CONGRATULATIONS on your expose on the houseman sham. I think it is high time this issue be brought to the attention of the authorities concerned.
As a medical officer, I’ve seen the rapid deterioration of the quality of housemen over the years. When I completed my housemanship a couple of years ago, my batch was still deemed “lousy” and did not reach the standards required by the ministry. That was with 10-15 housemen in charge per department. Now with 40-50 housemen per department, it seemed that their training has been compromised. What frustrates me the most as a medical officer is how some parties attempt to “protect” their interests, citing that they are stressed. To be honest, what stress?
Back in the old days, there were only two or three housemen in charge per ward whereas now, there are sometimes up to 10. Apart from that, there were only two housemen on call per day back then but due to the influx, the number has been increased to six. I reckon the patient load has not increased too drastically in the last two years. So they have fewer patients to see and more time for rest. To my shock, work performance is actually worse than before. The more people are involved, the harder it is to govern, the shoddier and less responsible these people become.
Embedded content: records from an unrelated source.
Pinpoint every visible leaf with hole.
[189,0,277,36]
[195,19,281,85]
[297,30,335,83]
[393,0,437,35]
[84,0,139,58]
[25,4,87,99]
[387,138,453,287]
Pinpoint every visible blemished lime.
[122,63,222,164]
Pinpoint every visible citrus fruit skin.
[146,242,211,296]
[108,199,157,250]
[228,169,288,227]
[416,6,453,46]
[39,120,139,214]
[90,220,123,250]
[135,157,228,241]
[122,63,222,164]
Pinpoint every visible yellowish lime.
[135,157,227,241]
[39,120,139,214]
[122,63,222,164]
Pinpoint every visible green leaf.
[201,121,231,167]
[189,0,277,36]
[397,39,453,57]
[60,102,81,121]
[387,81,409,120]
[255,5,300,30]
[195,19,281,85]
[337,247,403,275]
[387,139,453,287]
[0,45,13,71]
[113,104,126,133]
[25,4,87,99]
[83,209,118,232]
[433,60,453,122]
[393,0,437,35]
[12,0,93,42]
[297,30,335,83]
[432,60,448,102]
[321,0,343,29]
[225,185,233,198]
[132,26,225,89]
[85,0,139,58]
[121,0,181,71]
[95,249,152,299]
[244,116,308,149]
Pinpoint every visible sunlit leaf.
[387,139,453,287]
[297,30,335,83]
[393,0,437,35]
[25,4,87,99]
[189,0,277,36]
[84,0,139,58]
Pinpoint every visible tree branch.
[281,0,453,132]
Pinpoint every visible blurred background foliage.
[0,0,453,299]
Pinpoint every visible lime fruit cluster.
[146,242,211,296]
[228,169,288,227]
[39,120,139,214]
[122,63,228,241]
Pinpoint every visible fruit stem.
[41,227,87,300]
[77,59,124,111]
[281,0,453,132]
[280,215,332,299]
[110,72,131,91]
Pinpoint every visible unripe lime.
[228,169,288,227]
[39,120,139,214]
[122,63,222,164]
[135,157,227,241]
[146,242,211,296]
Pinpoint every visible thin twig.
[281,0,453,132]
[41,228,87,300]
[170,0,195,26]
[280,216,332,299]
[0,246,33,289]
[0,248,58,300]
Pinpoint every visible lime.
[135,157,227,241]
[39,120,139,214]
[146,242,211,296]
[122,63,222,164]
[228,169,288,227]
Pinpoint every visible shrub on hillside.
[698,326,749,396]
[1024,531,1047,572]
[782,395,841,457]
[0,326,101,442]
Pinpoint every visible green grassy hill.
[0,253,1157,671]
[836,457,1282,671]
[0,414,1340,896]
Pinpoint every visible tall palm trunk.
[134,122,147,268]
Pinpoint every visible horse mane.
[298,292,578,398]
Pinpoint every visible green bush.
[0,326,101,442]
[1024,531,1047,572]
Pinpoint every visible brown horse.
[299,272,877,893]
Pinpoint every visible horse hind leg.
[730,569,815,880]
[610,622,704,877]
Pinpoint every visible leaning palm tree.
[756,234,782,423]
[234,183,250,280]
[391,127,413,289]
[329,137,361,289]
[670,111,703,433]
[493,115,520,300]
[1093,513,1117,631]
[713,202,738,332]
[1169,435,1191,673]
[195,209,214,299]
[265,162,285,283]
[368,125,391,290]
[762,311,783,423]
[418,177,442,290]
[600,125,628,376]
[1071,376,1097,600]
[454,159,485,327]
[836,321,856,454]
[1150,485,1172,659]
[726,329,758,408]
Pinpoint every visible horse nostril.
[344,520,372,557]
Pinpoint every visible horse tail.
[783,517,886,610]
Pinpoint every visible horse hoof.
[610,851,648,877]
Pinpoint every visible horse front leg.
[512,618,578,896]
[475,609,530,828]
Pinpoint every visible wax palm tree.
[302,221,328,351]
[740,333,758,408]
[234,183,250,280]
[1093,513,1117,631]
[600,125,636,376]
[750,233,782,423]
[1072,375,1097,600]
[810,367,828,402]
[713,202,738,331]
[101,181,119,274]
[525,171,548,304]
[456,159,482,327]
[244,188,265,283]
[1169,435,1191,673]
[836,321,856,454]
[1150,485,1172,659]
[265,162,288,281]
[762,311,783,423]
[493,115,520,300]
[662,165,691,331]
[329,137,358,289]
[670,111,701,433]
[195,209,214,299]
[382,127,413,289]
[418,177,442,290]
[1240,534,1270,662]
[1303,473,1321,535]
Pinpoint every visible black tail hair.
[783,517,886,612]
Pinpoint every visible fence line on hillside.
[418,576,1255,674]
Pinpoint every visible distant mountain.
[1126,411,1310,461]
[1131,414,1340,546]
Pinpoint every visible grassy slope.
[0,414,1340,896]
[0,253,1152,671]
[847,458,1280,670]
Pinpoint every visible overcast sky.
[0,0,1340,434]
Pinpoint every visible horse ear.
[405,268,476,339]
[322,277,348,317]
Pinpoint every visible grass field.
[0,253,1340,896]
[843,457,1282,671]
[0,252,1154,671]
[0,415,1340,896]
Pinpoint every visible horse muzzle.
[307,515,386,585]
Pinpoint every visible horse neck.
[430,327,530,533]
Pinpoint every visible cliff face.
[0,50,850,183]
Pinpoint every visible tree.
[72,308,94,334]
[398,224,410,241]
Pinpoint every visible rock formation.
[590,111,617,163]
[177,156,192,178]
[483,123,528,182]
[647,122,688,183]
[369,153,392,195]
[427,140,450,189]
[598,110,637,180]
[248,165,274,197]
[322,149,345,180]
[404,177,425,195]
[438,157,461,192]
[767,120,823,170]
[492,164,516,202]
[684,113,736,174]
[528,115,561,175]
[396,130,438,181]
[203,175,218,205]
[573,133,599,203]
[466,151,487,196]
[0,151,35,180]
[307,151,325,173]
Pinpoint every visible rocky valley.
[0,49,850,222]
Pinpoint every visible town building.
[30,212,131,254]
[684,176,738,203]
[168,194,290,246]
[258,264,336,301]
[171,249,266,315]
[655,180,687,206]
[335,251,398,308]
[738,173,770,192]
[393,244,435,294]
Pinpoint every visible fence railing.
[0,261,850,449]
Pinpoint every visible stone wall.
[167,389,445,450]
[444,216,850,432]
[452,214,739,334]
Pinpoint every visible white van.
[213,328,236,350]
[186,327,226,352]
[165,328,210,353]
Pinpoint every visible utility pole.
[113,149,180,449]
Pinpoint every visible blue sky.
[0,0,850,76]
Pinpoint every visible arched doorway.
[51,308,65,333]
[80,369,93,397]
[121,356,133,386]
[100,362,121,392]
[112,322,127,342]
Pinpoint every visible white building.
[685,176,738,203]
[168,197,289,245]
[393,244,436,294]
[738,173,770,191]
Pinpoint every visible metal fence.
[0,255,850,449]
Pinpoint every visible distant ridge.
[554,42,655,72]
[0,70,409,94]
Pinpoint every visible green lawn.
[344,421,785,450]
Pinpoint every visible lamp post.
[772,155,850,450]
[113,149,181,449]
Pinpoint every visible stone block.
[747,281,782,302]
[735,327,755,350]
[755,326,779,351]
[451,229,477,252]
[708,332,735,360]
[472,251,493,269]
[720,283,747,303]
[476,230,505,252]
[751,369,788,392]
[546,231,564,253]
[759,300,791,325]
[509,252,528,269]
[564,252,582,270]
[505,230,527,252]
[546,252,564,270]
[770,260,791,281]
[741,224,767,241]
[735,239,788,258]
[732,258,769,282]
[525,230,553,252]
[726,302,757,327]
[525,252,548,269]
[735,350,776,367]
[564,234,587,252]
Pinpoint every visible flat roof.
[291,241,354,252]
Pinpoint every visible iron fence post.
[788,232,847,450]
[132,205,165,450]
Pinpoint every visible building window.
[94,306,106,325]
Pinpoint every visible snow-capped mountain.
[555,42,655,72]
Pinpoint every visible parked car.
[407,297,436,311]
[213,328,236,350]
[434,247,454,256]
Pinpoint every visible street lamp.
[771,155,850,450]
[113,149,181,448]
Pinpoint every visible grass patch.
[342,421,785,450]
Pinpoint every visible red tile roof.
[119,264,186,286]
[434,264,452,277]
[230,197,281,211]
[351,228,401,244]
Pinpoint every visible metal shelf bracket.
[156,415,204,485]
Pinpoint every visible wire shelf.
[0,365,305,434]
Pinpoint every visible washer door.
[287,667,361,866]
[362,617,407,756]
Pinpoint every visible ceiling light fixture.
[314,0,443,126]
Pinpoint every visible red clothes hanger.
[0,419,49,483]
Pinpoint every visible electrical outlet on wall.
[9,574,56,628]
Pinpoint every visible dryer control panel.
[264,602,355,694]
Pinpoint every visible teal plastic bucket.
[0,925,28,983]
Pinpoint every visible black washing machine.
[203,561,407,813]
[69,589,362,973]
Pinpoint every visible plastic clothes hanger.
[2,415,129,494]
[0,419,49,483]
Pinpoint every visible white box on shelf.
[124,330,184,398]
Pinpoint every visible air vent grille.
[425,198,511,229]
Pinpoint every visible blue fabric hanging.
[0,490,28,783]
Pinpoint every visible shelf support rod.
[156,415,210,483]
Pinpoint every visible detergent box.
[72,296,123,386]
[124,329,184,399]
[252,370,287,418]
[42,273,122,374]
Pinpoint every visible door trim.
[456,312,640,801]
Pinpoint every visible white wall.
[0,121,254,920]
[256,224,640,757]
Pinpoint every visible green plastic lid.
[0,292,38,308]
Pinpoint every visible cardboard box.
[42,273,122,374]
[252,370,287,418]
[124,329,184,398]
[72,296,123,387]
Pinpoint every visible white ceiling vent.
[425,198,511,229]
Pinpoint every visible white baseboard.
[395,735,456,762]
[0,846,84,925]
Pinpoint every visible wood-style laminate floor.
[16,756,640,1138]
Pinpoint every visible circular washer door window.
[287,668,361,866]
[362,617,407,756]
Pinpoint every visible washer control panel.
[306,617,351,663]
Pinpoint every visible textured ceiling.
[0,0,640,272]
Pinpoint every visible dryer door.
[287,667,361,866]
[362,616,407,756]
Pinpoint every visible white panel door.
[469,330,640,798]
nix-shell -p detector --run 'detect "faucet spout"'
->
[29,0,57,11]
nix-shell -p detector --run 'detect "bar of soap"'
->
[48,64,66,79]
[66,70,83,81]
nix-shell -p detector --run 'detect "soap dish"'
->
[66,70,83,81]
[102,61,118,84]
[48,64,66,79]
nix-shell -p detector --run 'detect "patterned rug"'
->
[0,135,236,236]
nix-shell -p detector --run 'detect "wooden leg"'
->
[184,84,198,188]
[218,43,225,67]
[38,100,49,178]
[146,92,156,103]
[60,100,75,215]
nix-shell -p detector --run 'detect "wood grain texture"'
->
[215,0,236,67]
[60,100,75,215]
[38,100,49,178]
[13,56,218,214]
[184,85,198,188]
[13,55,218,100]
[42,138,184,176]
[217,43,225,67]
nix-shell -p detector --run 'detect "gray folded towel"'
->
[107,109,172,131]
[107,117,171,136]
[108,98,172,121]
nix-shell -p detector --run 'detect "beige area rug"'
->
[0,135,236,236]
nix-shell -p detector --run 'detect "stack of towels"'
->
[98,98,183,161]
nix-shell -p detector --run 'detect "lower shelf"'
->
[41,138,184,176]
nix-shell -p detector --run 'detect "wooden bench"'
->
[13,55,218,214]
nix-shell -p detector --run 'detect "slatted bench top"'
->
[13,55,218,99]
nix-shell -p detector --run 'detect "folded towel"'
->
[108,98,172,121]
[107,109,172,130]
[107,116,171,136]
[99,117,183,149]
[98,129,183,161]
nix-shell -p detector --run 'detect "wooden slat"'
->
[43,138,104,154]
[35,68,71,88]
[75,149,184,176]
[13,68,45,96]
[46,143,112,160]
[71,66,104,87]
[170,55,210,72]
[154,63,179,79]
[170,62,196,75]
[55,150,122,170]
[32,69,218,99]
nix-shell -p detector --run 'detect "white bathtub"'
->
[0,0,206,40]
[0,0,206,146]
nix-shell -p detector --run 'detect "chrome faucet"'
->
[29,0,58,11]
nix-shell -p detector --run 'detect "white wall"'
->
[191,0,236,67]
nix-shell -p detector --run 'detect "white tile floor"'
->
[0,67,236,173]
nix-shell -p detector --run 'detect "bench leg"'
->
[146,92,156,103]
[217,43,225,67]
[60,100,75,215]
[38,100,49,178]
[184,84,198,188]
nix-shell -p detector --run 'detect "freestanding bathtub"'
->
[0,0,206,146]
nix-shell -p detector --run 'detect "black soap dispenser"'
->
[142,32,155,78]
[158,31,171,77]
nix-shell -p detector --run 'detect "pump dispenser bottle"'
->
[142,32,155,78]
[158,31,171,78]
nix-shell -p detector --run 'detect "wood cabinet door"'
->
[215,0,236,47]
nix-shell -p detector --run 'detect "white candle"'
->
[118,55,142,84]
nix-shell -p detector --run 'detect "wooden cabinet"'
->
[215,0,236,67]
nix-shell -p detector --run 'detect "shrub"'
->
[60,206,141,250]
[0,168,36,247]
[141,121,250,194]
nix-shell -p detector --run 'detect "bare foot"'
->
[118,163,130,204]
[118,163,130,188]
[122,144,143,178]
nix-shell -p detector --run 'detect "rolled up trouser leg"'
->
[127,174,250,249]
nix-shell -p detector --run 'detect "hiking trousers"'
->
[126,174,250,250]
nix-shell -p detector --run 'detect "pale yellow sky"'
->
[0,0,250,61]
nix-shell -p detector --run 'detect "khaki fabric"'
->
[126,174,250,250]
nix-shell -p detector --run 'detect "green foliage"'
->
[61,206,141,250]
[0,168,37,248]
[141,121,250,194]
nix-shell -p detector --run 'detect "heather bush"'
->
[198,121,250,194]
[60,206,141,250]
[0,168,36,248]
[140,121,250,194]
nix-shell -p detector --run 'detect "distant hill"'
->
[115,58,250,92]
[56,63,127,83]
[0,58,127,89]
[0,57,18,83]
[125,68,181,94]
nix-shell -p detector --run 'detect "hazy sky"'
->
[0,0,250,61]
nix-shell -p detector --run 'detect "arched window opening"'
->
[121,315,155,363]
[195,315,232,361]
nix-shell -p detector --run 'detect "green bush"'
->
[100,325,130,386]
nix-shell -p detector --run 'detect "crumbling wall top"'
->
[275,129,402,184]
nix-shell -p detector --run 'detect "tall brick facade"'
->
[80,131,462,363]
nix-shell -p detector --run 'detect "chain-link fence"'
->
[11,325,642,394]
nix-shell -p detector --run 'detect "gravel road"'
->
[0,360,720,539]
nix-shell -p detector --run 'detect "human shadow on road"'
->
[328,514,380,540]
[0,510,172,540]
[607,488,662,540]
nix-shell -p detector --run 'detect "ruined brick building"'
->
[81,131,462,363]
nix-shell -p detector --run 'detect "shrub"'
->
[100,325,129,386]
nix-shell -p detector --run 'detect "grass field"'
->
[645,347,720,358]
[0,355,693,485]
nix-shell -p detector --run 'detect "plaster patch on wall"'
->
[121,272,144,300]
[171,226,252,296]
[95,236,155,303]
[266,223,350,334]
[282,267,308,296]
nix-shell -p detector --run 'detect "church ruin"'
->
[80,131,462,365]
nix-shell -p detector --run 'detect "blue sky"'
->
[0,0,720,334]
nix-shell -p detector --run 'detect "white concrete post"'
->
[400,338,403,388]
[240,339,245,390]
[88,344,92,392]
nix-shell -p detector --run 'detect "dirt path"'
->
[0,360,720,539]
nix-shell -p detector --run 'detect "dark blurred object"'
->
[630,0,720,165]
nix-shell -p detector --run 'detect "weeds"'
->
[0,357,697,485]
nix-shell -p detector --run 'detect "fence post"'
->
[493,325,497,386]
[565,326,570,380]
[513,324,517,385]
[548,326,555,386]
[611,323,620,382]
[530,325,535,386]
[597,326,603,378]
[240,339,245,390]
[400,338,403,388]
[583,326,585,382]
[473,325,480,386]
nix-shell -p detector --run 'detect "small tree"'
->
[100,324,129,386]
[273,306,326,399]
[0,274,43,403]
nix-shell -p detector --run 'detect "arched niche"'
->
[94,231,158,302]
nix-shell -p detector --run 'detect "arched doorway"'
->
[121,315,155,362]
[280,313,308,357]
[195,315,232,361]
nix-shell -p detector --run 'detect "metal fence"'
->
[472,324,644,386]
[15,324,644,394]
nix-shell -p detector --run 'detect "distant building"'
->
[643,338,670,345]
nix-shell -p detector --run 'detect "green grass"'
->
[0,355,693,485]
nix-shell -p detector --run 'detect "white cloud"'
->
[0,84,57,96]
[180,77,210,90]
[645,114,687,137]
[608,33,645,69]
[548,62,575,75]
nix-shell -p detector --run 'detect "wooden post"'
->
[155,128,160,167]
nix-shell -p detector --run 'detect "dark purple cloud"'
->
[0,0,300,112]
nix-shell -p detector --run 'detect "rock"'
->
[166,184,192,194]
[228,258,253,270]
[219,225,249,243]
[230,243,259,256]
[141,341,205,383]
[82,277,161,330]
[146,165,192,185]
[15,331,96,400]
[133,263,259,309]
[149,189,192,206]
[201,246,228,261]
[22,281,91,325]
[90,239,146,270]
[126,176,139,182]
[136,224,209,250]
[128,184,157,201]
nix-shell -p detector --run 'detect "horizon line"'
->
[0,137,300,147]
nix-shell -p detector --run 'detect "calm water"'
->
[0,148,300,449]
I remember back then, since there were so few of us, we were required to work as a team in order for work to be done and I believe I carried on this trait to the medical officer level. But not this current batch. To make matters worse, these housemen are offered compulsory post call afternoon off the following day. What about medical officers and specialists who also stayed in the hospital and slogged the whole night? Nothing.
Sometimes, they only see a few patients at night and manage to sleep the whole night but still are given the courtesy. They are given less responsibilities yet are allowed to get more privileges than their superiors. This does not help with the fact that many of these housemen graduate to become medical officers. Not only do they lack knowledge but their attitude, carried on from their pampered “old” days, would remain poor.